Libraries aren’t likely the first venues you think of when you consider civil engineering outreach.

But maybe they should be.

Project BUILD proves that civil engineers and libraries can forge a powerful partnership.

“This is the first time that we have partnered with the library system. It wasn’t something that I had considered before,” said Justine Rose, EIT, A.M.ASCE, an engineer for AECOM in Cleveland, secretary for ASCE’s Cleveland Section, and co-lead (with Nick Heim, A.M.ASCE) of a

recent Project BUILD outreach effort in the Cuyahoga County Public Library.

“But when I read the description, it was like, ‘Yeah, brilliant! That absolutely makes sense.’”

Project BUILD – “Building Using an Interactive Learning Design” – is a National Science Foundation–funded program that pairs volunteer engineers with public libraries to conduct engineering activities with students in grades 2-5.

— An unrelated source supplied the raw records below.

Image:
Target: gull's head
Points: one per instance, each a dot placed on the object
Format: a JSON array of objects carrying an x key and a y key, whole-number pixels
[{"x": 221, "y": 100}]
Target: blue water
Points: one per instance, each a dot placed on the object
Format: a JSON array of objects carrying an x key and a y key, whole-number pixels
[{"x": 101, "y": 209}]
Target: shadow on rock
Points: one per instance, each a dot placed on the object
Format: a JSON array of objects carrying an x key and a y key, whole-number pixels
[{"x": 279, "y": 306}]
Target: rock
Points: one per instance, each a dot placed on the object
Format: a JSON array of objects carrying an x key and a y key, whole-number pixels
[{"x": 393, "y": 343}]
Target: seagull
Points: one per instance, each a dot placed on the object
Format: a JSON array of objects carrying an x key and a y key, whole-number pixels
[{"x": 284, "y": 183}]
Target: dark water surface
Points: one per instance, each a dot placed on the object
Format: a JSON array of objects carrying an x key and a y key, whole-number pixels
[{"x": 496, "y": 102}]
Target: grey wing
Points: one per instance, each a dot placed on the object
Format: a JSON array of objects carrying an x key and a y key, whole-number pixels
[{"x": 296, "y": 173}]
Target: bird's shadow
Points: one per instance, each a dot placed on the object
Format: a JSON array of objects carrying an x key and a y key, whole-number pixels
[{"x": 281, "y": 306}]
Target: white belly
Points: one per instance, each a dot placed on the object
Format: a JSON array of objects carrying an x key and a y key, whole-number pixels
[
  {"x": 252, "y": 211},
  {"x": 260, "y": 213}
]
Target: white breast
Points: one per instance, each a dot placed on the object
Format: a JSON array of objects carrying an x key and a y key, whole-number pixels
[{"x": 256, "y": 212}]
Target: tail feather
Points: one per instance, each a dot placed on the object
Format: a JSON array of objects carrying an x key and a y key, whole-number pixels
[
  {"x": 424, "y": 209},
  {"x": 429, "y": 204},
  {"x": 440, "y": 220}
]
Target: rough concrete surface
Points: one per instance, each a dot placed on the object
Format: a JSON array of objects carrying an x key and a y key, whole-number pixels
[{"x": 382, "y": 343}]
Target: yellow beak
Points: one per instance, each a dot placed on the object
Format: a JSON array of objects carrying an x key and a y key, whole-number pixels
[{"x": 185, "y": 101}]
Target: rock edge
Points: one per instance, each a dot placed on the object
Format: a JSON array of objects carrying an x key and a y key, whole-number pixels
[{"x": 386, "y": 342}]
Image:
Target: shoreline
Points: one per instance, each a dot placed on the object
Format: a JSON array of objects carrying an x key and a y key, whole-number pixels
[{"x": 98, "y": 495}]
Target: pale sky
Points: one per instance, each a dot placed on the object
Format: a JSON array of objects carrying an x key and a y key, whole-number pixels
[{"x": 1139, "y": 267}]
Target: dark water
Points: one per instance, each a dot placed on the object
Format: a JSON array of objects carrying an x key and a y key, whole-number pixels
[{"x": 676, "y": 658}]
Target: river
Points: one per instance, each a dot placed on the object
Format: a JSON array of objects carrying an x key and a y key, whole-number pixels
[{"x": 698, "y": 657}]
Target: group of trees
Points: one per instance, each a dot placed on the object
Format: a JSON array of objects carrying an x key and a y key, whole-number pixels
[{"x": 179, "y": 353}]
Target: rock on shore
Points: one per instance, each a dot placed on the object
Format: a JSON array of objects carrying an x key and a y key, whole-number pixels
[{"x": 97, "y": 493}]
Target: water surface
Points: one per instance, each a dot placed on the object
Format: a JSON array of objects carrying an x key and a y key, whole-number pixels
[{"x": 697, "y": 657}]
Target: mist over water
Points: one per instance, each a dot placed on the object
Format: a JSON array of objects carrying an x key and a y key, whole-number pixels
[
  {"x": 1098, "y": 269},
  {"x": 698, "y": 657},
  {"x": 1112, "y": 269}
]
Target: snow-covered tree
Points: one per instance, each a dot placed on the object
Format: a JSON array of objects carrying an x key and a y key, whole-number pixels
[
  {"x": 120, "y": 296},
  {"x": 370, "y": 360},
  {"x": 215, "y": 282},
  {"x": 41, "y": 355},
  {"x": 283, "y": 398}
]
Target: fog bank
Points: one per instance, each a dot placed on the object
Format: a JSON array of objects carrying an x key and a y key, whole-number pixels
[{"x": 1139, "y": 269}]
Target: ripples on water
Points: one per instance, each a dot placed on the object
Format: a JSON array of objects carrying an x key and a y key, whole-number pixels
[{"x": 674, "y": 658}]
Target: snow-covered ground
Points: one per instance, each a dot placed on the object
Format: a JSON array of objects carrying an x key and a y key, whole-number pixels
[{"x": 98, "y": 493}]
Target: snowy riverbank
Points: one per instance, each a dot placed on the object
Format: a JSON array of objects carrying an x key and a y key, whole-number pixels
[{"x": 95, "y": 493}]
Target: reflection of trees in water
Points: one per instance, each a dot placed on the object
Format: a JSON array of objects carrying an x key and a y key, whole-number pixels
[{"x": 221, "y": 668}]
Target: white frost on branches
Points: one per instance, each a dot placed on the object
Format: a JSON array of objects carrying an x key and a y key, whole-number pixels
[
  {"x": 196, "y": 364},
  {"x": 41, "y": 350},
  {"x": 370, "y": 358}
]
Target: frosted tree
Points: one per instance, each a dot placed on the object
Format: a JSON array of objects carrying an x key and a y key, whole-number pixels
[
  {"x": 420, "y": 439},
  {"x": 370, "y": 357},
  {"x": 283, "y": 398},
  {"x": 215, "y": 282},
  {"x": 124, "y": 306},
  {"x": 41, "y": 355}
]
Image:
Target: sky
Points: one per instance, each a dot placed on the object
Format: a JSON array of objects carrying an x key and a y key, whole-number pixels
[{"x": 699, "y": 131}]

ASCE has organized six Project BUILD partnerships around the United States that meet one Saturday a month for four months. Rose has been blown away by the partnership with her library, praising library officials for handling all of the logistics, from providing materials to securing learning spaces to promoting the events to their regular library audience.

“It lets us focus more on the programs themselves, figuring out how best to talk to kids about engineering and putting together fun activities,” Rose said.

Those fun activities include several developed for the ASCE giant-screen film Dream Big: Engineering Our World, each emphasizing the engineering design process.

Students engineer “squishy circuits” during a Project BUILD activity in Florida.
“I think a lot of times kids are afraid of failing,” Rose said. “We want to tell them, ‘Hey, that’s OK if it doesn’t work the first time.’ We talk about their design and then let them try again and see if they can improve it.”


Project BUILD has also allowed ASCE to gather data evaluating its effectiveness. The numbers are encouraging, with 85 percent of ASCE-member Project BUILD volunteers saying they were confident in their ability to co-facilitate an engineering outreach programming
after experiencing the four-month program, as compared with just 31 percent of respondents before the series.

Cleveland’s Project BUILD wrapped a successful 2018 campaign last December, with plans for another four-month series this fall.

“I think kids are getting a lot of science programming, but they don’t necessarily hear a lot about what engineers do and the wide variety of things you can do as a civil engineer,” Rose said. “There are so many different kinds of projects you can work on and things you can be interested in as a civil engineer. I think that’s something that’s very important to impart.

“It’s been great. At the end of the day, the kids designed something, they had fun, and they’ll remember that they did engineering.”